Jurgen Klopp remembers it well, albeit a little differently. “There was one example of a bad game from us when we gave all the responsibility to Phil and it was Tottenham away,” said the German in March. “Phil Coutinho was a very dominant player in our game and when we were not at our best it was always a good idea to give him the ball, maybe he has an idea.”
That chastening 4-1 defeat to Tottenham seven months ago was a watershed moment for Liverpool in what has been a season of forward steps. It left them ninth in the Premier League table as a side trying and struggling to balance the demands of domestic and European football. They had won six of their first 14 games in all competitions ahead of their trip to Wembley; they embarked on an 18-game unbeaten run thereafter.
But it might also have been the point at which Klopp realised Liverpool would not grow unless he confiscated their comfort blanket. Coutinho had more touches than any Tottenham player that day (obscene in a 4-1 defeat), and three Liverpool players (Alberto Moreno, Mohamed Salah and Roberto Firmino) passed to him more often than anyone else. It was a dangerous amount of responsibility to bestow on one man, particularly a left-sided forward.
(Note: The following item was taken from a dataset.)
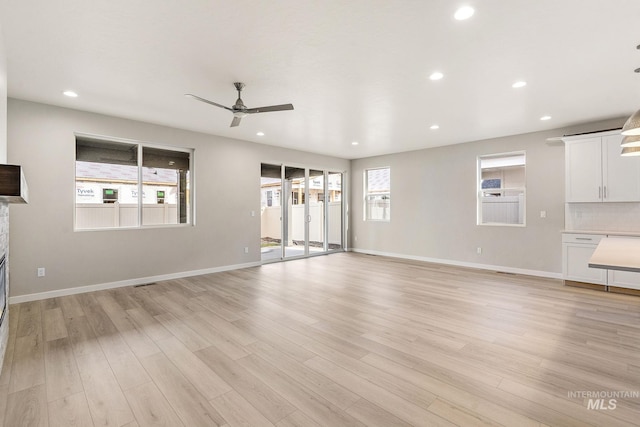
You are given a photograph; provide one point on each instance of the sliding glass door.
(294, 212)
(301, 213)
(335, 216)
The thought crossed Klopp’s mind when Barcelona came calling again in January. “It was always clear when Phil didn’t play we had to do the job differently, to put responsibility on different shoulders and spread it between the players,” he said two months ago. To sell Coutinho was to remove the safety net, and to not directly replace him was to trust the squad to step up without him. A problem shared is a problem halved, and the gamble has certainly paid off.
When Liverpool face Real Madrid in the Champions League on Saturday, there will be no such over-reliance. Salah will be expected to score, but Firmino will be required to create, Virgil van Dijk must marshal and organise the defence, and the midfield needs to press, harry and provide a suitable platform for success. Liverpool must be greater than the sum of their already wonderful parts to emerge from Kiev with a sixth European Cup.
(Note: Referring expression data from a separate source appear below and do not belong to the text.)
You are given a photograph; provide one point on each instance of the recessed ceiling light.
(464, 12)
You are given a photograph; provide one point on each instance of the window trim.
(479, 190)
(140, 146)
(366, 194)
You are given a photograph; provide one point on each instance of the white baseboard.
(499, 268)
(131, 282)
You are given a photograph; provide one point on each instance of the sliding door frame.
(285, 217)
In Salah, Firmino and Sadio Mane, they have players that can change the course of any game. But beyond the front three, there is no such catalyst. If Real nullify the Champions League’s most potent forward line – and that is considerably easier said than done – who will assume the “responsibility”? The excellent Jordan Henderson has improved his forward passing immeasurably, but is still limited. The wonderful James Milner has slotted seamlessly back into midfield, but is still limited. Georginio Wijnaldum remains criminally underrated, but is still limited. Each has an obvious ceiling and are already banging their heads.
It has been far from a problem in Europe up to now. Porto, Manchester City and Roma were all swept aside in exhilarating 30-minute spells en route to the final. But there will be no Anfield effect in Kiev, and Real are expected to prove a much more resolute opponent. Who will pick the lock if Salah, Firmino and Mane cannot break down the door?
The absence of Alex Oxlade-Chamberlain and continued struggles of Adam Lallana only compound the problem. The pair are less consistent than Henderson, less reliable than Milner or Wijnaldum, but more capable of turning a game through individual brilliance. Liverpool have played two cup finals since 2012, scoring two goals; Coutinho scored one and assisted the other.
“On a good day it makes you more unpredictable if you don’t have this dominant player,” Klopp said of Coutinho two months ago. “But on another day you miss a player like that.” Liverpool have managed not only to cope but to adapt and evolve without their “dominant player”; they must hope “another day” does not come this weekend.